Guidry decides that he has no choice other than to run. With a deadly killer hard on his trail, he heads for Vegas, hoping to connect with an old friend who becomes his only hope of escaping the fate that Marcello wants to deal him. But the mob has eyes and ears practically everywhere, and the challenge of reaching Vegas alive will be a daunting one.

The book’s second protagonist is Charlotte Roy, a housewife from Woodrow, Oklahoma, who was once the most adventurous eleven-year-old girl in her tiny town. But that was seventeen years ago, and in a place like Woodrow, life happens—especially if you’re a young woman and most especially if it’s still the middle of the Twentieth Century. Charlotte is married now with two young, precocious daughters. Her husband, Dooley, drinks, has trouble holding down a job, and has even more trouble supporting his family.

Charlotte wonders if she’s selfish to want more out of life, both for herself and for her daughters. “Woodrow was idyllic in many ways. Quaint, safe, friendly. But it was also interminably dull, as locked in its stubborn, small-minded ways, as resistant to new things and ideas, as Mr. Hotchkiss [her boss]. Charlotte longed to live in a place where it wasn’t so hard to tell the past from the future.”
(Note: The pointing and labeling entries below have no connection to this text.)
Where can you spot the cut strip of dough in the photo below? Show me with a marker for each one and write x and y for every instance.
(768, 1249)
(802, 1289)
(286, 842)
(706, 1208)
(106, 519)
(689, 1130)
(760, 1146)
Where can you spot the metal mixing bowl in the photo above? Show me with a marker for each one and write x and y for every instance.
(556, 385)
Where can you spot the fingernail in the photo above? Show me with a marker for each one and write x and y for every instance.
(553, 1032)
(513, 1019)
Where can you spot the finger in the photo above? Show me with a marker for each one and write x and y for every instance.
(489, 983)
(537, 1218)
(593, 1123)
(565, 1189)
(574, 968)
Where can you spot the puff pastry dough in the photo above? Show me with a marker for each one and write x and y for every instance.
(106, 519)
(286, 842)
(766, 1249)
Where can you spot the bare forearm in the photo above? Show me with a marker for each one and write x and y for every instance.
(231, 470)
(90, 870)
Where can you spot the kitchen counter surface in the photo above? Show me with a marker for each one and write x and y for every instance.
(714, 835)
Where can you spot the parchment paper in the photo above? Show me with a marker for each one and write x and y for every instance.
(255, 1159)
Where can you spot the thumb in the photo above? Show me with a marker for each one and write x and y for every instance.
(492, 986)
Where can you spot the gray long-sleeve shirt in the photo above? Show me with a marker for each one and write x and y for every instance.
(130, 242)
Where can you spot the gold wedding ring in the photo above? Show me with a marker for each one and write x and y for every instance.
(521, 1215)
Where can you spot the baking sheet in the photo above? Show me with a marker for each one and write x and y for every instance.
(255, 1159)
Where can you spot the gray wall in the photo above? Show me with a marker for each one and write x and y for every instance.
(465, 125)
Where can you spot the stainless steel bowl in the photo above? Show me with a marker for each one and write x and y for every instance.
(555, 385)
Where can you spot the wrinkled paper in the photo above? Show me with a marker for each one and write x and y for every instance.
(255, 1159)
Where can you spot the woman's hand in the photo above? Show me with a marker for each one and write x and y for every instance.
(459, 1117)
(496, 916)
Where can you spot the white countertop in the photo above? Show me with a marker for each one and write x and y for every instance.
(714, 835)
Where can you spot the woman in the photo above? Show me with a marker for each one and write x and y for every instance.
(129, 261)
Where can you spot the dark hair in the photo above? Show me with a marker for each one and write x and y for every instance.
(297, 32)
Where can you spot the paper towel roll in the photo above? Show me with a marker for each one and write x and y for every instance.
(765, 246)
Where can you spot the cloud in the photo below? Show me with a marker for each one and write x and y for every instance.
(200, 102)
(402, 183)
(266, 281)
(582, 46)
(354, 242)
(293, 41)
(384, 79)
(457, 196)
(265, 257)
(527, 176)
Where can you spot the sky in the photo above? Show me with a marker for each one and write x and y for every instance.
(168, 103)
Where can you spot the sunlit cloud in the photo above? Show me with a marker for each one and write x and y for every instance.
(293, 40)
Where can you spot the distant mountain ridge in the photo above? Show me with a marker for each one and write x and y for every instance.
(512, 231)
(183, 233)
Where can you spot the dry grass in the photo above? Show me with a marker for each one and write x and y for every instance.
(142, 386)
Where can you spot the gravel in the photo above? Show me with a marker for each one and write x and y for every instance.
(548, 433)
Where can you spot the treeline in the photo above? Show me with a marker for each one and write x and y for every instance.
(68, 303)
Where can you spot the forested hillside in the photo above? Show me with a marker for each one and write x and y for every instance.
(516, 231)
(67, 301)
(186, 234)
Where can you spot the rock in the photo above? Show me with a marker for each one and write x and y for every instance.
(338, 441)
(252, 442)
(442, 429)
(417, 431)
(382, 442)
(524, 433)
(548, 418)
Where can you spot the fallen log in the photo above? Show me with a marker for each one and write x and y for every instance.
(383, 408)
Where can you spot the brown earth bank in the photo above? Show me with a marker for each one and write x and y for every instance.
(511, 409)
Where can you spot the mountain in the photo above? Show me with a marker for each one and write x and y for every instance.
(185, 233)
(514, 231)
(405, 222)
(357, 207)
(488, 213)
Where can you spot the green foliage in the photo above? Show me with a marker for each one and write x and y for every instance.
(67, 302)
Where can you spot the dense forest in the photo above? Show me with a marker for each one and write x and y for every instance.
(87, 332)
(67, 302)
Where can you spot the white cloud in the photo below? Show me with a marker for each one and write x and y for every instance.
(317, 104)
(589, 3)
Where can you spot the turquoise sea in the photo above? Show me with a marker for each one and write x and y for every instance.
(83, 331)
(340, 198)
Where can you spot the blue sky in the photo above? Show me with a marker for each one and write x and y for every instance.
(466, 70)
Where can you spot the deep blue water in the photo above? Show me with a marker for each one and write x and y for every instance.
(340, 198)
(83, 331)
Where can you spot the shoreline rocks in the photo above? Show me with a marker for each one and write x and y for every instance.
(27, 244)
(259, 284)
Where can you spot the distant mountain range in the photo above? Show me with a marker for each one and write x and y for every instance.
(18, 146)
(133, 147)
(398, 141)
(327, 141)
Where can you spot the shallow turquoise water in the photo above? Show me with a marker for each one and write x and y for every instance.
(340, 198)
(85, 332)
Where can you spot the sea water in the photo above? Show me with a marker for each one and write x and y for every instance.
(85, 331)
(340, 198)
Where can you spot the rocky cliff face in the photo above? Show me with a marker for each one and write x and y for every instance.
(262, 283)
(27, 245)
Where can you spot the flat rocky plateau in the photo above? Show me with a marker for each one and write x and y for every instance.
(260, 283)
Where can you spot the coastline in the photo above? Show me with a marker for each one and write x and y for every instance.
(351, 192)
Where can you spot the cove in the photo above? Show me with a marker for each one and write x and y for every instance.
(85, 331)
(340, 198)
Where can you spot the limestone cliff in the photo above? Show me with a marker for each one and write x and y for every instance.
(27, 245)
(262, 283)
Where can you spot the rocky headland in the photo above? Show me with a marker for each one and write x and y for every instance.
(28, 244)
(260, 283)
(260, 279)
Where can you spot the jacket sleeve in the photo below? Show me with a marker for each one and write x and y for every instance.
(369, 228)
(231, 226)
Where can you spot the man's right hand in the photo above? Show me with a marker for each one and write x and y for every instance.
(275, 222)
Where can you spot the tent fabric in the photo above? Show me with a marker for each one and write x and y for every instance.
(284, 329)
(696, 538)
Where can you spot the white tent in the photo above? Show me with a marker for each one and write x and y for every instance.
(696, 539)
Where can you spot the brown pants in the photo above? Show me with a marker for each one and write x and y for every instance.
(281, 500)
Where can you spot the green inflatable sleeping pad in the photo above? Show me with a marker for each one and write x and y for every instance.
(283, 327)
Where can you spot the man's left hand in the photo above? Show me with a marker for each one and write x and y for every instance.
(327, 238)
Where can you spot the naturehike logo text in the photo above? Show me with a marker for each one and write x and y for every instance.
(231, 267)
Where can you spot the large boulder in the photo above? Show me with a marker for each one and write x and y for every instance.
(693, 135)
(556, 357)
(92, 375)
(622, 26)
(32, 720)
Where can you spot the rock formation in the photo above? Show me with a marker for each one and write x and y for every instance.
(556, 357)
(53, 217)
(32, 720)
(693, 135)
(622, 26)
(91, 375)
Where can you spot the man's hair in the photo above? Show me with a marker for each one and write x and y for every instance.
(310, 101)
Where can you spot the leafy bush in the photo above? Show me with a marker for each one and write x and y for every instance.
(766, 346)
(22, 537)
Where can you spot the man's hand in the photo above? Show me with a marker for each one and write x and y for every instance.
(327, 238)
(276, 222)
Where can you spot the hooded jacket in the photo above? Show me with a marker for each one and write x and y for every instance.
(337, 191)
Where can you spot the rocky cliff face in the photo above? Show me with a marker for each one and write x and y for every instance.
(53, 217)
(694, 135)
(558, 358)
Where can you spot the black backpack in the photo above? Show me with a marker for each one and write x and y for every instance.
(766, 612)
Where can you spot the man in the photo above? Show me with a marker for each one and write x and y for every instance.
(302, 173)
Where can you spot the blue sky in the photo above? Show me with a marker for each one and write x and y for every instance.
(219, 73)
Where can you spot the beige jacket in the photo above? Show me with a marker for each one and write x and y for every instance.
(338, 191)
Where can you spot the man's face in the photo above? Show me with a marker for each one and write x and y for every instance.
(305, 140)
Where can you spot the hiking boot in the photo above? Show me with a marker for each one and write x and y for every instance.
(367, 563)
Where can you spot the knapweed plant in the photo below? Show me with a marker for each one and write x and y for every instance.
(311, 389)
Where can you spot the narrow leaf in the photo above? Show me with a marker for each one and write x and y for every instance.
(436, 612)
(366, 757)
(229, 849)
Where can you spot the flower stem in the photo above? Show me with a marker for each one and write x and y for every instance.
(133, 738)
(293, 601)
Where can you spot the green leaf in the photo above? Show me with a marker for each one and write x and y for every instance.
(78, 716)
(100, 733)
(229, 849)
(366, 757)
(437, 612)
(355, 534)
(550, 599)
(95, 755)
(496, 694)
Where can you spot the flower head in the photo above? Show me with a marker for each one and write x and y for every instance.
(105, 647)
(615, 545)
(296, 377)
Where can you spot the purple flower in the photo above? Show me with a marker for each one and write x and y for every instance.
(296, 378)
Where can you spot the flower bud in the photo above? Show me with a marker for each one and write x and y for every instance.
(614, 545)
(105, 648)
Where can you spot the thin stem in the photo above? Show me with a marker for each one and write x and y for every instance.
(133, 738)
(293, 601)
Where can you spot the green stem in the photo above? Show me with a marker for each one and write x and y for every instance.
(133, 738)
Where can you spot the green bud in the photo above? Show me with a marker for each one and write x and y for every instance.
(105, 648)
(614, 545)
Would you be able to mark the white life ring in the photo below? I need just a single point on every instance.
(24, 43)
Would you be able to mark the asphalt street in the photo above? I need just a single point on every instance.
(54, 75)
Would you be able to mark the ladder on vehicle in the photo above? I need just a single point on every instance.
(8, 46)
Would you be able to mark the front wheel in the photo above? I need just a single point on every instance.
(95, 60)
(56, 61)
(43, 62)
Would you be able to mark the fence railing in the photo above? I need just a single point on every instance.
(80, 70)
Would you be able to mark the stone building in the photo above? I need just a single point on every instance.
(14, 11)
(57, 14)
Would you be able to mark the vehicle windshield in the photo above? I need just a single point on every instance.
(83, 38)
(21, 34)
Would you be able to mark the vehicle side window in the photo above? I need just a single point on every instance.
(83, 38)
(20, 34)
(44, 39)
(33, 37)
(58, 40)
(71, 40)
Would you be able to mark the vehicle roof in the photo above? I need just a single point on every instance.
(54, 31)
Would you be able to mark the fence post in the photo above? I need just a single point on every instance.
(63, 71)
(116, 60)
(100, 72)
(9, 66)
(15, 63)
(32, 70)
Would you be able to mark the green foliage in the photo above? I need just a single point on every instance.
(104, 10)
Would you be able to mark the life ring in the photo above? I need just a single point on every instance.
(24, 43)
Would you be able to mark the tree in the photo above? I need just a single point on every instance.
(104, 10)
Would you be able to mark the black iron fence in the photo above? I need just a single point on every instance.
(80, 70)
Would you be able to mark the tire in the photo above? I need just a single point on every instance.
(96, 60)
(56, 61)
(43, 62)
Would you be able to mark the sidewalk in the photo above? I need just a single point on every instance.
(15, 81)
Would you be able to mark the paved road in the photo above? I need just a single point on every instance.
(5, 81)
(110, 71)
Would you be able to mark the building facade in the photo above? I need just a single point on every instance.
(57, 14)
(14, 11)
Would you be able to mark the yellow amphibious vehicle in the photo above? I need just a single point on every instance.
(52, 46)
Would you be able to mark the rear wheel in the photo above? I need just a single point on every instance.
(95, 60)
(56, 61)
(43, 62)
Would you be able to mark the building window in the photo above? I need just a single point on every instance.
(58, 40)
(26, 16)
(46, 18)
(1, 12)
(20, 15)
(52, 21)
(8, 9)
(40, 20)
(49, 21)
Her husband would never consider the idea of moving to a larger city and, Charlotte knows that he’s never going to stop drinking and become the kind of husband and father that she and their daughters deserve. And so, practically on a whim, a few days after the Kennedy assassination, Charlotte quickly packs up some things, gathers up her daughters, and hits the road for Los Angeles, planning to stay with a distant relative for a short time while she begins a new life for the three of them in California. Along the way, her path will intersect with that of Frank Guidry and when it does, everything will change—for Frank, for Charlotte, and for her daughters.

It would be unfair to reveal any more, but suffice it to say that this is a richly textured novel with characters that are fully realized. Berney has clearly done a great deal of research, and the reader finds him- or herself fully immersed in the early 1960s. The settings, the attitudes, and the atmosphere feel exactly right, and the story grabs you from the opening page and then refuses to let go. Frank Guidry and Charlotte Roy are characters that will remain with the reader for a very long time, as will this excellent novel. A great read, and an easy five stars.